Cosa resterà di questi anni Obama?
La speranza di realizzare il grande “sogno americano” con l’elezione di Barack Obama non per tutti sembra essersi avverata. Nel 2008, quello che poi sarebbe diventato il Presidente degli Stati Uniti d’America attuò una vera rivoluzione mediatica e politica durante la sua campagna presidenziale, coinvolgendo generazioni che da sempre si erano disinteressate agli affari pubblici e riscuotendo un successo che crebbe di giorno in giorno, fino a portarlo alla vittoria. Ma, a distanza di qualche anno, in molti non solo non hanno visto realizzato quel sogno che Obama aveva promesso di realizzare, ma il Presidente ha iniziato a perdere anche buona parte dei consensi raccolti prima di essere eletto.
Ma come mai il fenomeno Obama ha subìto una simile battuta d’arresto? Di questo si è parlato giovedì alla Sala dei Notari di Perugia nell’incontro dal titolo “Cosa resterà di questi anni Obama?”. Ospiti: Gianni Riotta, Martino Cervo, Matteo Marchetti, Christian Rocca e Luca Sappino. È l’ex direttore del Sole24Ore a iniziare il dibattito affermando che Obama ha sofferto di un’esagerazione della sua figura come politico che in realtà è figlia della sua straordinaria capacità predicatoria. E in più, non ha mantenuto le promesse di risanamento dell’economia americana e di promulgazione della pace all’estero – prosegue Riotta – come invece aveva ribadito durante la campagna per le presidenziali. Christian Rocca (Sole24Ore) pensa che nemmeno Obama sia capace di definire se stesso e le sue posizioni politiche. Qualcuno lo definisce più a sinistra di Hilary Clinton, qualcuno dice che faccia troppi favori ai conservatori: secondo Rocca, semplicemente riesce a trovare un giusto equilibrio tra le due parti. E a proposito di divisione, Gianni Riotta scrisse dopo un anno di presidenza Obama che “Dove ha fallito è nel creare quel consenso post-ideologico che sognava nei suoi libri. L’america è divisa come sotto Clinton e Bush”.

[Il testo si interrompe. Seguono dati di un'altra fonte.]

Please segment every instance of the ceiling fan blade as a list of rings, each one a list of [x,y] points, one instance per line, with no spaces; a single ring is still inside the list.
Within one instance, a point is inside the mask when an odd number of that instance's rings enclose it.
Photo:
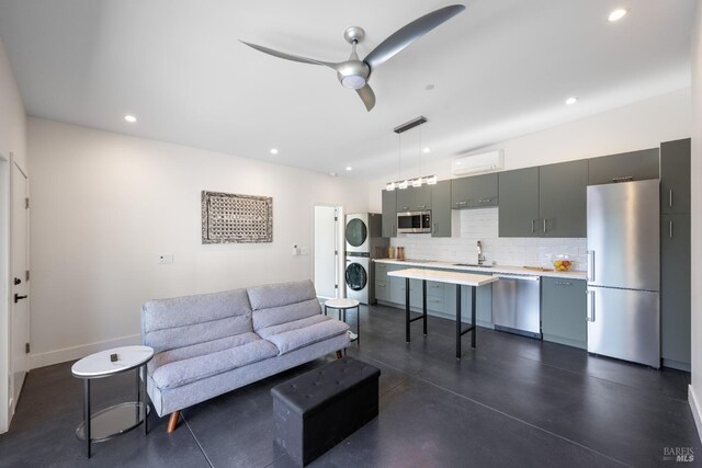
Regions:
[[[363,101],[363,104],[365,104],[365,110],[371,112],[371,109],[373,109],[373,106],[375,105],[375,93],[373,92],[371,87],[366,84],[363,88],[359,88],[358,90],[355,90],[355,92],[359,93],[359,95],[361,96],[361,101]]]
[[[451,20],[463,10],[465,10],[465,5],[452,4],[418,18],[411,23],[400,27],[392,36],[378,44],[378,46],[375,47],[363,59],[363,61],[371,67],[371,70],[375,69],[378,65],[383,64],[421,36],[439,26],[441,23]]]
[[[263,54],[272,55],[273,57],[284,58],[285,60],[299,61],[302,64],[310,64],[310,65],[321,65],[324,67],[329,67],[336,70],[335,64],[330,64],[328,61],[315,60],[313,58],[299,57],[297,55],[285,54],[284,52],[273,50],[272,48],[263,47],[257,44],[247,43],[245,41],[239,41],[241,44],[246,44],[251,48],[257,49],[258,52],[262,52]]]

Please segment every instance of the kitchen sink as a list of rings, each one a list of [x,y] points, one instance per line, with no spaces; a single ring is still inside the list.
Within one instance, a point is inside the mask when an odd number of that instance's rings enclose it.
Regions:
[[[477,263],[454,263],[454,266],[472,266],[476,269],[491,269],[492,265],[478,265]]]

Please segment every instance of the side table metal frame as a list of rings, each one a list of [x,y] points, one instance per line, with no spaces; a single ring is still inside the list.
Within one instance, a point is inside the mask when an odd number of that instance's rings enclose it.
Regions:
[[[150,361],[150,359],[149,359]],[[146,391],[146,365],[148,361],[139,364],[135,367],[127,367],[124,370],[120,370],[116,373],[110,373],[107,375],[98,375],[98,376],[78,376],[73,374],[73,377],[83,379],[83,421],[76,429],[76,437],[79,440],[84,440],[87,445],[87,455],[90,458],[91,455],[91,443],[92,442],[103,442],[109,441],[117,435],[124,434],[126,432],[132,431],[134,427],[137,427],[139,424],[144,423],[144,434],[148,434],[148,415],[149,415],[149,404],[148,404],[148,393]],[[112,407],[105,408],[103,410],[98,411],[95,414],[90,413],[90,380],[99,379],[99,378],[109,378],[115,376],[117,374],[124,374],[131,370],[136,369],[136,402],[125,402],[120,404],[114,404]],[[116,410],[123,408],[124,406],[134,406],[136,410],[136,423],[125,427],[121,431],[117,431],[113,434],[106,435],[100,438],[91,437],[91,419],[98,414],[106,413],[112,410]],[[143,409],[143,410],[141,410]],[[139,418],[139,413],[141,418]],[[82,432],[82,434],[81,434]]]
[[[344,322],[347,321],[347,310],[355,309],[355,336],[356,336],[356,339],[353,340],[353,341],[355,341],[360,346],[361,345],[361,303],[356,304],[355,306],[351,306],[351,307],[327,306],[327,304],[325,304],[325,316],[327,315],[327,308],[336,309],[337,311],[341,312],[341,320],[344,321]]]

Anche Cervo (Libero) trova abbastanza inspiegabile il mito di Obama. “Ha proposto se stesso come incarnazione di un nuovo modo di fare politica, come se fosse una rock star degli anni Ottanta” ha dichiarato “[…] coinvolgendo tutti in una specie di sbornia collettiva mentre effettivamente si stava operando una distorsione sul suo personaggio”. Il merito del Presidente degli USA, per Cervo, è quello di riuscire comunque a galleggiare in una situazione difficile, cosa che in Italia non sarebbe possibile che accadesse. Ed è a proposito di Italia che il dibattito prosegue proprio sulla presunta analogia che venne fatta ai tempi dell’exploit di Obama con Walter Veltroni e di quella che Bondi notò tra il presidente americano e Silvio Berlusconi. Paragoni di dubbia efficacia e validità, visto che si tratta non solo di figure politiche ma anche di presidenti di Paesi molto diversi tra loro.
Le promesse non mantenute di Obama sono state diverse, come il ritiro dalla guerra in Iraq e in Afghanistan e la riforma del sistema economico. In molti credono che in lui si sia visto qualcosa che effettivamente non c’era, fino a poter affermare – come fa Cervo – che il suo punto di forza potrebbe paradossalmente essere il fatto di non avere un programma politico definito, nonostante adesso il Presidente stia cercando di occuparsi di quei temi, come quello economico, che finora sono stati lasciati un po’ da parte, a fronte del calo del consenso riscontrato ultimamente.
Da una valutazione numerica degli ospiti, Obama risulta essere giudicabile sulla media del 6, per non aver fallito del tutto come politico ma per aver comunque lasciato in sospeso quello che fu per lui il suo biglietto da visita e, soprattutto, la speranza della nazione più potente del mondo.